Schon auf dem Weg dorthin hatten sich die Hamburger in Balingen durchgesetzt, nachdem sie in der Vorsaison dort noch sensationell verloren hatten. Dieses Trauma darf spätestens seit Sonnabendnachmittag als überwunden angesehen werden. Nur bis zum 5:5 (9. Minute) ließ der HSV den HBW mit-spielen. Dann setzte er sich (Gegen-)Zug um Zug ab. Vor allem Blazenko Lackovic konnte sich dabei hervortun, dem Kroaten gelangen allein in der ersten Halbzeit sieben Treffer, die allesamt das Prädikat „Sehenswert“ verdienten. Und natürlich war auch Torhüter Johannes Bitter der erwartet schwere Gegner des Balinger Angriffsspiels. Bis er nach 37 Minuten seinen Arbeitsplatz für Per Sandström räumte, hatte er ihn zwölfmal erfolgreich verteidigt und nur 13-mal nicht – eine Erfolgsquote von 48 Prozent.

Ausnahmeleistungen wie diese sind in der laufenden Saison fast zur Regel geworden. Umso mehr muss es schmerzen, am Ende trotz nur sieben Minuspunkten mal wieder als Zweiter einzulaufen. Entsprechend gereizt war die Stimmung der Spieler und von Trainer Martin Schwalb, je näher das Ende des Spiels und damit das aller Träume rückte: Der Frust entlud sich an den Gegenspielern und am Zeitnehmertisch. „Deutscher Meister wird nur der THW“, höhnten die schwäbischen Zuschauer elf Minuten vor dem Ende und pfiffen Domagoj Duvnjak wegen eines verweigerten Handschlags so lange aus, bis ihn Schwalb durch seine Auswechslung erlöste.

Einzig Hans Lindberg beendet die Spielzeit auf dem ersten Tabellenplatz: in der Liste der besten Torjäger. Der Däne traf 257-mal, 135-mal per Siebenmeter. Als Andenken bekommt er von der Bundesliga eine Skulptur als Trophäe. Eine Schale hätte ihm sicher besser gefallen.

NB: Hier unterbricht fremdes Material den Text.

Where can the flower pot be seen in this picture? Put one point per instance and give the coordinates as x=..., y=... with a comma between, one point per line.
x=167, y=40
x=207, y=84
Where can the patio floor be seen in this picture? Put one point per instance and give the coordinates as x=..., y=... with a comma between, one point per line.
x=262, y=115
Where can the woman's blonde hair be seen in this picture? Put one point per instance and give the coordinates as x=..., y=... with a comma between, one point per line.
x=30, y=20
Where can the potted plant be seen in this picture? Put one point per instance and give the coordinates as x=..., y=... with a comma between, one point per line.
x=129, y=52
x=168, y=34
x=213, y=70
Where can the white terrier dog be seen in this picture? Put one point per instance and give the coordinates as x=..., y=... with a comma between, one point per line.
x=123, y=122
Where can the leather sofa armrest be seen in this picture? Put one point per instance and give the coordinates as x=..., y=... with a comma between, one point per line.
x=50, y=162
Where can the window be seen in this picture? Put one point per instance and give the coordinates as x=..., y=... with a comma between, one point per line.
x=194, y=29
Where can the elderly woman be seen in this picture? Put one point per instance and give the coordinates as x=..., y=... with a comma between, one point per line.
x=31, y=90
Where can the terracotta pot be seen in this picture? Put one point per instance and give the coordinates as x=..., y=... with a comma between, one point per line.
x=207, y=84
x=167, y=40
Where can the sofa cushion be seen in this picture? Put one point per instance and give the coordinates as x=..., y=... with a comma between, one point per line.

Tore, Balingen-Weilstetten: Herth 6 (4 Siebenmeter), Bürkle 4, Müller 3, Lobedank 3, Temelkov 2, Strobel 2, Feliho 2, Wagesreiter 2, Ilitsch 1; Hamburg: Lackovic 7, M. Lijewski 6, Lind-berg 6 (3), Jansen 5, Hens 4, Duvnjak 2, Flohr 2, Vori 2, G. Gille 1. Schiedsrichter: Damian/Wenz (Bingen/Mainz). Zuschauer: 2300 (ausverkauft). Zeitstrafen: 5; 6.